Exposé·es
L’exposition « Exposé·es » au Palais de Tokyo, à Paris, rappelle l’hécatombe de l’épidémie du sida des années 1980-1990. Aujourd’hui, pour les malades, survivre au sida, c’est toujours vivre dans une société où le validisme et la sérophobie font des ravages.
dans l’hebdo N° 1759 Acheter ce numéro
Au Palais de Tokyo, alors que je visite l’exposition « Exposé·es », je tombe sur une photographie de Michel Journiac, « Marquage d’un corps – Action de corps exclu (étape 7 du rituel de transmutation. 1983-1993) ». L’image – gros plan sur une section de tronc et de bras – interroge avec force une dynamique centrale de notre société contemporaine : corps « normal »/normé, corps malade/« sain », corps invalide/valide.
Au travers de ce triangle (que l’on suppose rose) dézingué, morceau de chair écorchée, à vif, telle une affiche politique passée et comme partiellement arrachée sur un mur défraîchi, qui a (trop) vécu, Michel Journiac nous rappelle à ce que furent les premiers temps de l’épidémie du sida dans la France des années 1980-1990. Une hécatombe.
En 1987, 964 décès attribués au virus de l’immunodéficience humaine (VIH) – découvert en mai 1983 et reconnu comme responsable du sida en 1984 – sont comptabilisés. Mais, très vite, les statistiques s’affolent jusqu’à atteindre un pic terrible, en 1994, avec 4 860 morts. Un compte macabre qui rythme le quotidien d’une génération entière confrontée au déni mortifère de l’État, au désintérêt criminel de l’industrie pharmaceutique et à l’indifférence attentiste d’une grande partie de la société se croyant à l’abri face à un « cancer gay qui ne touche que les pédés ».

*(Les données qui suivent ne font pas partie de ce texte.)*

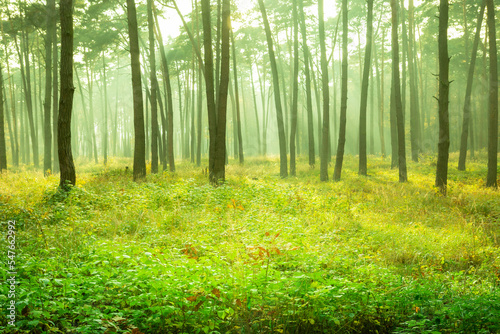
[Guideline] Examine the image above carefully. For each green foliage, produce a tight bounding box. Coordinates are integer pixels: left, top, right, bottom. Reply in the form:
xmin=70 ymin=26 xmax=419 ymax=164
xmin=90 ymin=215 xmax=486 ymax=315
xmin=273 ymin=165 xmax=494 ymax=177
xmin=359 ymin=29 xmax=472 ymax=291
xmin=0 ymin=158 xmax=500 ymax=334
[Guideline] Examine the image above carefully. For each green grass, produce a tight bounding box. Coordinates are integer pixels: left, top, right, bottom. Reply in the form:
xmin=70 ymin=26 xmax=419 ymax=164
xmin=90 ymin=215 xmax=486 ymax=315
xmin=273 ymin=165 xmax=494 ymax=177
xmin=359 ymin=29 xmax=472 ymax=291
xmin=0 ymin=156 xmax=500 ymax=334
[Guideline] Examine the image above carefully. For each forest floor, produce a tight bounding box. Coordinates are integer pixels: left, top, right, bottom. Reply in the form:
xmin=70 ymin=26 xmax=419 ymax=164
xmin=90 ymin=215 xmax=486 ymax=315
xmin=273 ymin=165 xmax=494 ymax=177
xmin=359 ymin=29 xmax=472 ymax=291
xmin=0 ymin=155 xmax=500 ymax=334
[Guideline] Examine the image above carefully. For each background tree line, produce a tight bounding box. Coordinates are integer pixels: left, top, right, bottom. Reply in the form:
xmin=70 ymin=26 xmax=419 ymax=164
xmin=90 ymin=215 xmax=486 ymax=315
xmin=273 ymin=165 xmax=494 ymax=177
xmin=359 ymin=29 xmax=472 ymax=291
xmin=0 ymin=0 xmax=499 ymax=192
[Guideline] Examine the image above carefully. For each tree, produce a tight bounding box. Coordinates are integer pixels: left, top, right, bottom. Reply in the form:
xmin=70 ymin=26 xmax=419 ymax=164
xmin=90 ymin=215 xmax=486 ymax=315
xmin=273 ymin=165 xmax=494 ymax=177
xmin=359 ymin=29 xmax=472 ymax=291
xmin=299 ymin=0 xmax=315 ymax=167
xmin=147 ymin=0 xmax=158 ymax=174
xmin=486 ymin=0 xmax=498 ymax=188
xmin=231 ymin=29 xmax=245 ymax=164
xmin=290 ymin=0 xmax=299 ymax=176
xmin=407 ymin=0 xmax=421 ymax=162
xmin=212 ymin=0 xmax=231 ymax=185
xmin=0 ymin=62 xmax=7 ymax=172
xmin=201 ymin=0 xmax=217 ymax=182
xmin=358 ymin=0 xmax=373 ymax=176
xmin=458 ymin=0 xmax=486 ymax=170
xmin=436 ymin=0 xmax=450 ymax=195
xmin=333 ymin=0 xmax=349 ymax=181
xmin=57 ymin=0 xmax=76 ymax=191
xmin=391 ymin=0 xmax=408 ymax=182
xmin=259 ymin=0 xmax=288 ymax=178
xmin=43 ymin=0 xmax=57 ymax=177
xmin=154 ymin=5 xmax=175 ymax=172
xmin=127 ymin=0 xmax=146 ymax=180
xmin=318 ymin=0 xmax=330 ymax=181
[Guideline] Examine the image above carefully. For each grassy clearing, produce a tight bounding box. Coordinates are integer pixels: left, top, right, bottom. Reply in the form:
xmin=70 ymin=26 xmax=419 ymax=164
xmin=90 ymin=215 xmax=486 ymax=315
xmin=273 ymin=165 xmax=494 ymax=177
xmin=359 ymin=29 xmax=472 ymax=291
xmin=0 ymin=156 xmax=500 ymax=334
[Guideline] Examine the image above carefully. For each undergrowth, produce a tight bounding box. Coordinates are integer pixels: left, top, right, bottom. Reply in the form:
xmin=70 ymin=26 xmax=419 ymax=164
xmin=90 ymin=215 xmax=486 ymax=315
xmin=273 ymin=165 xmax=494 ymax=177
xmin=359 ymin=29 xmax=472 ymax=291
xmin=0 ymin=157 xmax=500 ymax=334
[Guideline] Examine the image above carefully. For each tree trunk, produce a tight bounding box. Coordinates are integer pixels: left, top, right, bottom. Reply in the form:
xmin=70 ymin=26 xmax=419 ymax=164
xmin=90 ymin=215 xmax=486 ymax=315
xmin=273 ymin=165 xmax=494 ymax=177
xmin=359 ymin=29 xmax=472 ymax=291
xmin=212 ymin=0 xmax=231 ymax=185
xmin=57 ymin=0 xmax=76 ymax=191
xmin=290 ymin=0 xmax=299 ymax=176
xmin=201 ymin=0 xmax=217 ymax=182
xmin=358 ymin=0 xmax=373 ymax=176
xmin=458 ymin=0 xmax=486 ymax=170
xmin=52 ymin=12 xmax=59 ymax=173
xmin=43 ymin=0 xmax=55 ymax=175
xmin=375 ymin=30 xmax=386 ymax=158
xmin=486 ymin=0 xmax=498 ymax=188
xmin=127 ymin=0 xmax=146 ymax=180
xmin=318 ymin=0 xmax=330 ymax=181
xmin=154 ymin=11 xmax=175 ymax=172
xmin=333 ymin=0 xmax=349 ymax=181
xmin=0 ymin=63 xmax=7 ymax=173
xmin=147 ymin=0 xmax=158 ymax=174
xmin=436 ymin=0 xmax=450 ymax=195
xmin=299 ymin=0 xmax=315 ymax=168
xmin=391 ymin=0 xmax=408 ymax=182
xmin=102 ymin=51 xmax=108 ymax=166
xmin=231 ymin=30 xmax=245 ymax=164
xmin=408 ymin=0 xmax=421 ymax=162
xmin=250 ymin=66 xmax=262 ymax=155
xmin=259 ymin=0 xmax=288 ymax=178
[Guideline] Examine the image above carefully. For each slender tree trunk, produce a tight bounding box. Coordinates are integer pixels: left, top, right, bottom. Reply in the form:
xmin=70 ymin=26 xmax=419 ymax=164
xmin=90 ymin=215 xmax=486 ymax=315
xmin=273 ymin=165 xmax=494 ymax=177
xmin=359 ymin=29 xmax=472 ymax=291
xmin=43 ymin=0 xmax=55 ymax=175
xmin=154 ymin=11 xmax=175 ymax=172
xmin=259 ymin=0 xmax=288 ymax=178
xmin=250 ymin=66 xmax=262 ymax=155
xmin=436 ymin=0 xmax=450 ymax=195
xmin=396 ymin=0 xmax=408 ymax=120
xmin=57 ymin=0 xmax=76 ymax=191
xmin=52 ymin=12 xmax=59 ymax=173
xmin=458 ymin=0 xmax=486 ymax=170
xmin=299 ymin=0 xmax=315 ymax=168
xmin=201 ymin=0 xmax=217 ymax=182
xmin=102 ymin=51 xmax=109 ymax=166
xmin=0 ymin=83 xmax=16 ymax=167
xmin=147 ymin=0 xmax=158 ymax=174
xmin=375 ymin=30 xmax=386 ymax=158
xmin=408 ymin=0 xmax=422 ymax=162
xmin=212 ymin=0 xmax=231 ymax=185
xmin=0 ymin=62 xmax=7 ymax=173
xmin=358 ymin=0 xmax=373 ymax=176
xmin=391 ymin=0 xmax=408 ymax=182
xmin=195 ymin=0 xmax=203 ymax=167
xmin=486 ymin=0 xmax=498 ymax=188
xmin=231 ymin=30 xmax=245 ymax=164
xmin=333 ymin=0 xmax=349 ymax=181
xmin=20 ymin=21 xmax=39 ymax=168
xmin=290 ymin=0 xmax=299 ymax=176
xmin=318 ymin=0 xmax=330 ymax=181
xmin=127 ymin=0 xmax=146 ymax=180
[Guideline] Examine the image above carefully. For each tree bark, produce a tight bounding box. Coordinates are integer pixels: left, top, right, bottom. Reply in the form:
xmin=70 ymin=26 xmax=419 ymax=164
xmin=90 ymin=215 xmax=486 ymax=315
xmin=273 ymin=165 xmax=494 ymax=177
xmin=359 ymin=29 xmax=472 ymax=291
xmin=231 ymin=29 xmax=245 ymax=164
xmin=43 ymin=0 xmax=55 ymax=175
xmin=299 ymin=0 xmax=316 ymax=168
xmin=57 ymin=0 xmax=76 ymax=191
xmin=212 ymin=0 xmax=231 ymax=185
xmin=318 ymin=0 xmax=330 ymax=181
xmin=52 ymin=9 xmax=59 ymax=172
xmin=127 ymin=0 xmax=146 ymax=181
xmin=290 ymin=0 xmax=299 ymax=176
xmin=408 ymin=0 xmax=421 ymax=162
xmin=391 ymin=0 xmax=408 ymax=182
xmin=0 ymin=63 xmax=7 ymax=173
xmin=358 ymin=0 xmax=373 ymax=176
xmin=147 ymin=0 xmax=158 ymax=174
xmin=259 ymin=0 xmax=288 ymax=178
xmin=333 ymin=0 xmax=349 ymax=181
xmin=436 ymin=0 xmax=450 ymax=195
xmin=201 ymin=0 xmax=217 ymax=182
xmin=486 ymin=0 xmax=498 ymax=188
xmin=458 ymin=0 xmax=486 ymax=170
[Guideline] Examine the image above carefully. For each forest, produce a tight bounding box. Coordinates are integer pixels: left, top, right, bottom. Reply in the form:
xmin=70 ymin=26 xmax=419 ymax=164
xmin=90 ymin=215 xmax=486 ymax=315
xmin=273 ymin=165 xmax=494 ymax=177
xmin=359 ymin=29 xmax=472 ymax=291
xmin=0 ymin=0 xmax=500 ymax=334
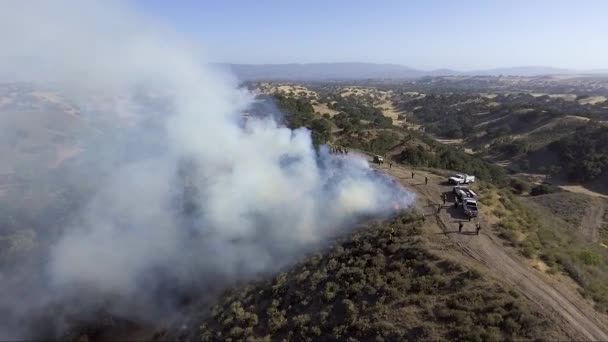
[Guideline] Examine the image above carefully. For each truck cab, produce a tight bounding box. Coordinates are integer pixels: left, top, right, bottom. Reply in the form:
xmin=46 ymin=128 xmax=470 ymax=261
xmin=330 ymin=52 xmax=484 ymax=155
xmin=452 ymin=185 xmax=477 ymax=200
xmin=448 ymin=173 xmax=475 ymax=185
xmin=462 ymin=198 xmax=478 ymax=218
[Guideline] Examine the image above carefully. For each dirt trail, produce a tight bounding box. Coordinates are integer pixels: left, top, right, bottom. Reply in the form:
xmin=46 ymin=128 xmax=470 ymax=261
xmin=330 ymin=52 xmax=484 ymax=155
xmin=579 ymin=198 xmax=606 ymax=242
xmin=382 ymin=165 xmax=608 ymax=341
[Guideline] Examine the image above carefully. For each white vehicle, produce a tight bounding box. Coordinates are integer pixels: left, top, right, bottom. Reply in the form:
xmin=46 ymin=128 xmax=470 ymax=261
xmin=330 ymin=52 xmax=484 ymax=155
xmin=462 ymin=198 xmax=478 ymax=218
xmin=448 ymin=173 xmax=475 ymax=185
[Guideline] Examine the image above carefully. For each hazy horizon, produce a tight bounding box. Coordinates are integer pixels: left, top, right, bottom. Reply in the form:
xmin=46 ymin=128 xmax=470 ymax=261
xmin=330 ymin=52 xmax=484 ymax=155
xmin=131 ymin=0 xmax=608 ymax=72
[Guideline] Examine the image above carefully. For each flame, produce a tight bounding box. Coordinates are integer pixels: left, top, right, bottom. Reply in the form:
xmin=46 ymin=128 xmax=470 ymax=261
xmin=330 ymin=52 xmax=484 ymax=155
xmin=393 ymin=201 xmax=401 ymax=211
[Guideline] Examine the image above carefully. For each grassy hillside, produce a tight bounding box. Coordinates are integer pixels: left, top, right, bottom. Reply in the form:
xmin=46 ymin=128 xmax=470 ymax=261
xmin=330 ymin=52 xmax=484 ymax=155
xmin=200 ymin=214 xmax=560 ymax=341
xmin=482 ymin=187 xmax=608 ymax=313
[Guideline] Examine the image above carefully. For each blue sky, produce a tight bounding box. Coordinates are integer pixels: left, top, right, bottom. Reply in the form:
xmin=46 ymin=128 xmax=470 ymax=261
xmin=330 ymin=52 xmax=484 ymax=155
xmin=132 ymin=0 xmax=608 ymax=70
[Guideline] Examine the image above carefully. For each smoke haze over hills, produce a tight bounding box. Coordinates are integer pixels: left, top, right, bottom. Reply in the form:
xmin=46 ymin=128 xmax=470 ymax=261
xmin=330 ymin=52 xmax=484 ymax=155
xmin=0 ymin=1 xmax=413 ymax=339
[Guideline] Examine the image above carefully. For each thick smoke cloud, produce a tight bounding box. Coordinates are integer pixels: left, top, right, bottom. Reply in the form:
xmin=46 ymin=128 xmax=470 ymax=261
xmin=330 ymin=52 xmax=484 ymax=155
xmin=0 ymin=1 xmax=412 ymax=339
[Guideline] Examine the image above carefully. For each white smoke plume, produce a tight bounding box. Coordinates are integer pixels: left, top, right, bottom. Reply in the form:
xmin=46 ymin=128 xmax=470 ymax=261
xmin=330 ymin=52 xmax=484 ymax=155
xmin=0 ymin=0 xmax=413 ymax=339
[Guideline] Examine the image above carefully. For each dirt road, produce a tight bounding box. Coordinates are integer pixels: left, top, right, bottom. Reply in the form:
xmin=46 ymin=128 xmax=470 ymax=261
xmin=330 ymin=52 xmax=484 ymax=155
xmin=382 ymin=165 xmax=608 ymax=341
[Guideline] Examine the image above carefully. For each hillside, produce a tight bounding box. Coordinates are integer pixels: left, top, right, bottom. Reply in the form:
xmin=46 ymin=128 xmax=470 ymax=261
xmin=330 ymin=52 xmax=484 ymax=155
xmin=219 ymin=63 xmax=608 ymax=81
xmin=199 ymin=214 xmax=566 ymax=341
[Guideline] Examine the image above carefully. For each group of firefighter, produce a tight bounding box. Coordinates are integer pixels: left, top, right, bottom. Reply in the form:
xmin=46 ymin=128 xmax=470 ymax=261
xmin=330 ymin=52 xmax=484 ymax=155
xmin=329 ymin=146 xmax=348 ymax=154
xmin=389 ymin=174 xmax=481 ymax=242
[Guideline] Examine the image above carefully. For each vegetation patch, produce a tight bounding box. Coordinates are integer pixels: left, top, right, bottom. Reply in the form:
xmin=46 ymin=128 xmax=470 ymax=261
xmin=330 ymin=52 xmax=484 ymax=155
xmin=200 ymin=213 xmax=551 ymax=341
xmin=482 ymin=187 xmax=608 ymax=313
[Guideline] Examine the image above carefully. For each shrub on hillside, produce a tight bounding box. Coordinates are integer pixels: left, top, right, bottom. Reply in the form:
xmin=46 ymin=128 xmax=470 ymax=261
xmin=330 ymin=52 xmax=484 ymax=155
xmin=530 ymin=184 xmax=558 ymax=196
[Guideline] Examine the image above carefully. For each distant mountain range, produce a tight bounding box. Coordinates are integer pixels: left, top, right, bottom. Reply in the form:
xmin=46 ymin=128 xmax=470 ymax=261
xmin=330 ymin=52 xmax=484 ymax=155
xmin=221 ymin=63 xmax=608 ymax=81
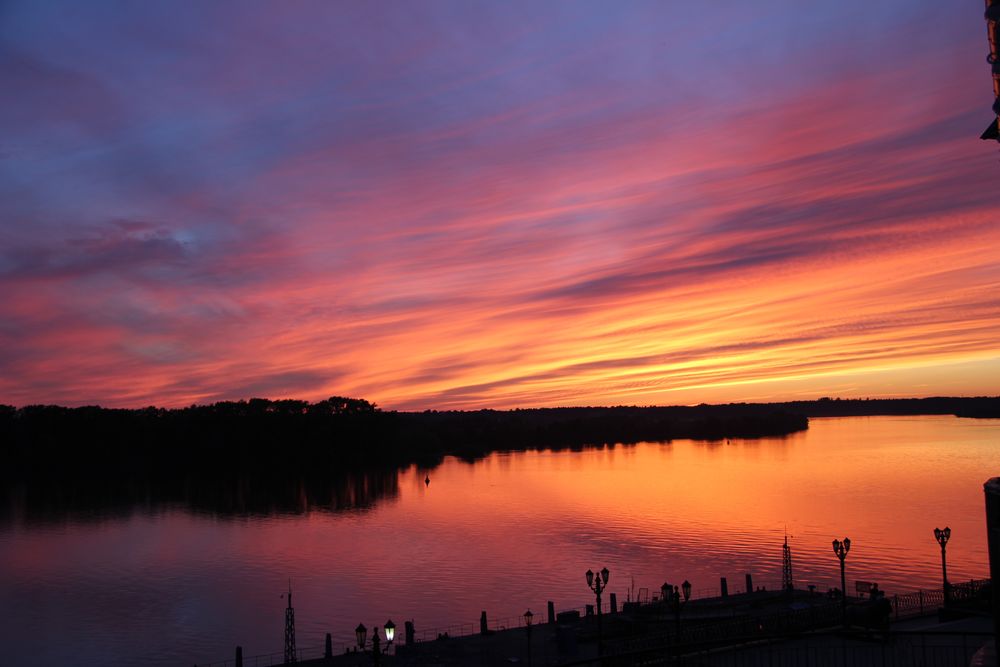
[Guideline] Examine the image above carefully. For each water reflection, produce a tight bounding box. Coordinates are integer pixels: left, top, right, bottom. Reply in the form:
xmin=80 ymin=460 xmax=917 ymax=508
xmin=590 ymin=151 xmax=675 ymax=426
xmin=0 ymin=467 xmax=399 ymax=527
xmin=0 ymin=417 xmax=1000 ymax=666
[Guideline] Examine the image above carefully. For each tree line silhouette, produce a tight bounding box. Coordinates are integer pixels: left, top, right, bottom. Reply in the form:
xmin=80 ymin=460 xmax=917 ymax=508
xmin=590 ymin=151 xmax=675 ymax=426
xmin=0 ymin=397 xmax=1000 ymax=521
xmin=0 ymin=396 xmax=1000 ymax=476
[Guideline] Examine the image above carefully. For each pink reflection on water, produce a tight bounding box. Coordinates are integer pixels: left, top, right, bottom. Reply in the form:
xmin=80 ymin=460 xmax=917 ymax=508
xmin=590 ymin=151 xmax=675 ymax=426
xmin=0 ymin=417 xmax=1000 ymax=665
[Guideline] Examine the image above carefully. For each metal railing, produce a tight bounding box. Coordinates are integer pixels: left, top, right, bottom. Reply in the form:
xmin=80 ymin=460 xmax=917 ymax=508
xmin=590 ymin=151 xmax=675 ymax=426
xmin=191 ymin=579 xmax=990 ymax=667
xmin=563 ymin=631 xmax=993 ymax=667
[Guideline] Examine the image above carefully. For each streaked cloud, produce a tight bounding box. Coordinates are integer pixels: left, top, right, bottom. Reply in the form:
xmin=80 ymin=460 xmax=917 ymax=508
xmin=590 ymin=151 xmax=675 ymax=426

Une hécatombe, des morts par centaines, puis par milliers, et la naissance – dans le feu de l’action et la rage de la survie immédiate, si souvent contrariée – d’une nouvelle forme d’activisme qui s’incarne, en particulier, dans une association, Act Up-Paris, fondée le 9 juin 1989. Les malades du sida s’exposent en exposant ce que leur fait la maladie. Cette autospectacularisation de l’épidémie, entre zaps et die-in, oblige la société à voir, s’impose à elle en affirmant un lien ontologique entre la vieille homophobie-lesbophobie et la toute nouvelle sérophobie.
On meurt du virus bien sûr, mais aussi d’abandon, d’isolement, de peur.
Car on meurt du virus bien sûr, mais aussi d’abandon, d’isolement, de peur. On meurt de convenances, de moralité et de normalité. Comme le précise Emmanuelle Cosse, présidente d’Act Up-Paris de 1999 à 2001, « au-delà de ce qui fait la colère d’Act Up, il y a toujours eu aussi une dénonciation de la norme, de ce qui devrait décider de ce qui est bien, de ce qui est mal, de si nos vies sont correctes ou pas (1) ».
(1) Témoignage sur le site d’information Yagg en 2009.
Cela nous ramène au questionnement d’« Exposé·es », au travers du livre d’Élisabeth Lebovici qui en constitue le cœur vibrant (2). En interrogeant le triptyque homophobie-lesbophobie-transphobie / validisme / sérophobie, celle-ci nous rappelle que le sida a durablement impacté l’ensemble de la société. Au passé évidemment, mais aussi au présent.
Ce que le sida m’a fait. Art et activisme à la fin du XXe siècle, Élisabeth Lebovici, Les Presses du réel, 2017.
Pour les malades, en effet, survivre au sida, c’est toujours vivre dans une société où le validisme et la sérophobie font des ravages. Ainsi, en 2005, une étude de Sida info service précisait que 57,3 % des personnes séropositives en France estimaient avoir été discriminées du fait de leur séropositivité. Une réalité quotidienne qui se perpétue dans un silence assourdissant.